Highlight is in Public Beta 🎉 (Read More)

Maximizing Our Machines: Worker Pools At Highlight

How should you think about pooling goroutines in your codebase? We go through an engineering scenario at Highlight and how we think about multiprocessing in Golang.

Maximizing Our Machines: Worker Pools At Highlight

Setting the scene

It’s Monday. We're starting to get reports from customers that they aren’t receiving new sessions. Just the week before, we brought on a new customer who produced more traffic than any other customer combined and we're finally starting to see the consequences. This overloaded our systems so the amount of data that we were processing wasn't keeping up with the queue.

Screen-Shot-2021-09-28-at-2.23.01-PM
Datadog Dashboard showing massive buildup to data to process

We needed to fix this, and fast. Customers weren’t getting value from our product.

A ray of hope

We noticed we weren’t using the resources in our servers to their fullest extent, so we decided to parallelize tasks at a larger scale than we’ve ever done.

Screen-Shot-2021-09-30-at-3.34.17-PM
AWS CloudWatch ECS CPU Usage Metrics

We couldn’t just spawn rogue goroutines because that could go out of control,  simultaneously making this code hard to track and overloading the resources in our machines.
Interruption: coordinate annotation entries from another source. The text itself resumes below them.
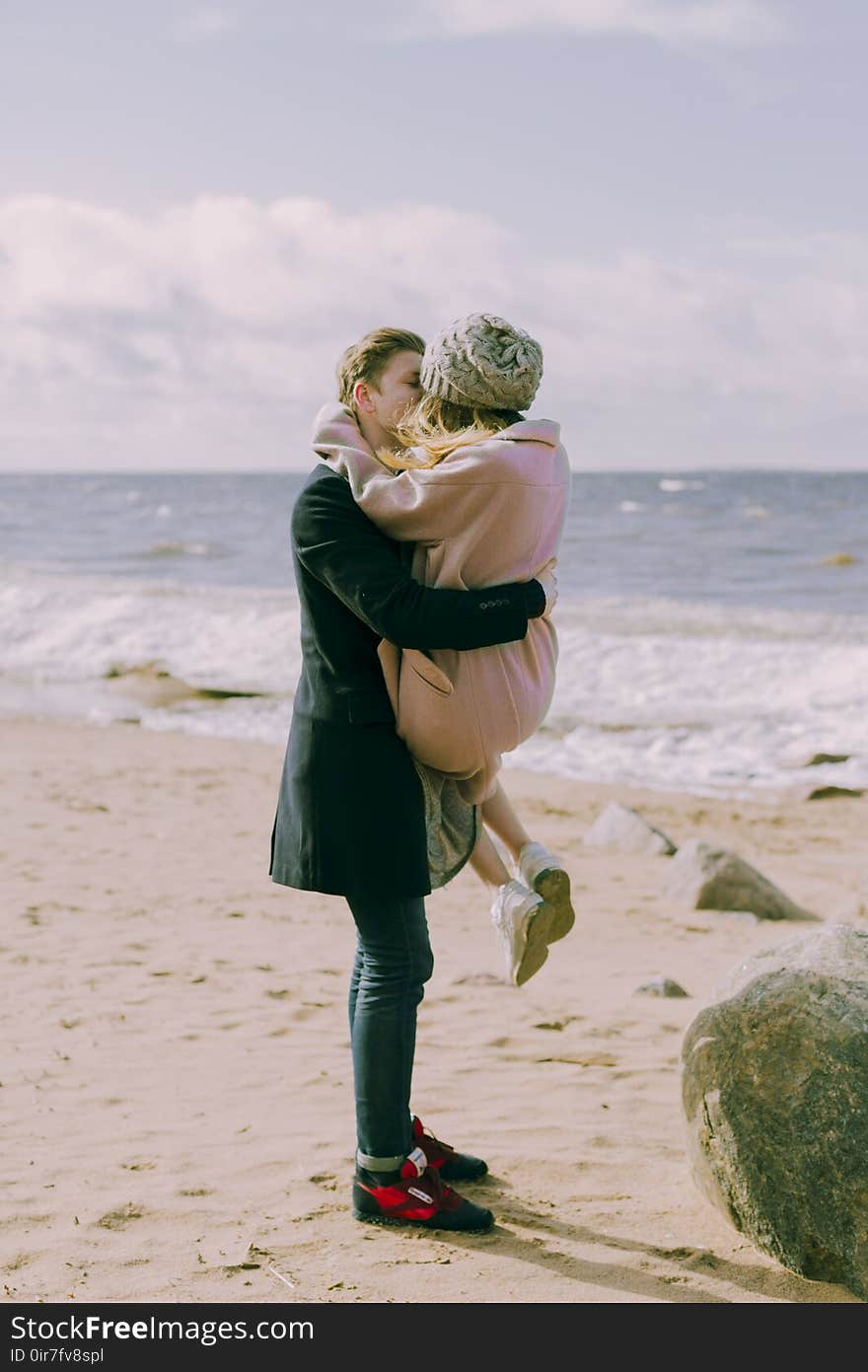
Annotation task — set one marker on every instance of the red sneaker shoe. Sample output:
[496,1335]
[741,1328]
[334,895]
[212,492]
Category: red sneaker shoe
[442,1157]
[418,1198]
So, we needed a way to control the goroutines. We figured the easiest way to do this was with a worker pool.

In my search for a good worker pool package, I found https://github.com/gammazero/workerpool. It’s was clearly simple to use, well tested, and had most of the features we wanted, so we went with it. Using this package was as simple as adding the following code to our project:

// create workerpools
ProcessSessionWorkerPool := workerpool.New(40)
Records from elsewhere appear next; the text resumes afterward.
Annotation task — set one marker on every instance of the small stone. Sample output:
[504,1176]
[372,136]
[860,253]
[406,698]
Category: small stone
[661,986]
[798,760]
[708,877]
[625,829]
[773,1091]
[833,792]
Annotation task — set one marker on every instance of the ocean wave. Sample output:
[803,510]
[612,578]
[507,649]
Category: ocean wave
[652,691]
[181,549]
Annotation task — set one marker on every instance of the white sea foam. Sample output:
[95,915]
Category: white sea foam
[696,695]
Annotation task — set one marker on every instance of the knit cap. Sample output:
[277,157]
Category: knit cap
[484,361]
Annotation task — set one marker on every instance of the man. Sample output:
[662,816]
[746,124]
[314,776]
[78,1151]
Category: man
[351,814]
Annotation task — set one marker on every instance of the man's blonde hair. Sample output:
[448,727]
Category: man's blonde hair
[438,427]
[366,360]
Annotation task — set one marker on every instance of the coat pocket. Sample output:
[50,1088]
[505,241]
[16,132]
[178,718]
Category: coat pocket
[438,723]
// submit task to process sessions
ProcessSessionWorkerPool.Submit(func() {
		processSession(ctx)
})

The Comeback

Once we added a worker pool to our backend, we noticed an immediate difference. With a worker pool of 40 goroutines, we were comfortable in our memory usage while quickly catching up with the queue of sessions. What was building up over the course of ~4 days quickly was processed in a matter of hours.
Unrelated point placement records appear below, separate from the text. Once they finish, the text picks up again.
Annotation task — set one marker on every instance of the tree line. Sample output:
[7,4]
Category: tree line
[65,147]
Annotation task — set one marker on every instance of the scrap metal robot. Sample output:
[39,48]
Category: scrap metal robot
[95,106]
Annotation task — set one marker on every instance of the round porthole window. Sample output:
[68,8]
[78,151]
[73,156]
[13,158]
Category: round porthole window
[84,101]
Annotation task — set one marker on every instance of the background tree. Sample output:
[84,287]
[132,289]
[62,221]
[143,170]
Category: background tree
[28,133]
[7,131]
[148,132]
Screen-Shot-2021-09-28-at-2.55.47-PM
Datadog Dashboard showing us catching up to the huge queue of data to process

The Moral of the Story

Navigating this incident brought us a few key learnings:

  1. Take advantage of the resources in your machine. If your processes are running comfortably within the bounds of your machine, make changes to parallelize so your system won't be debilitated when you bring on a new, large customer.
  2. Instrument proper alerting that makes sense for your systems. If we had alerts set up for this type of overload, we would have been able to notice the lag over the weekend and push a fix before customers could realize our systems were behind.
  3. When onboarding large customers, have a follow-up workflow to make sure everything is running as it should post-onboarding.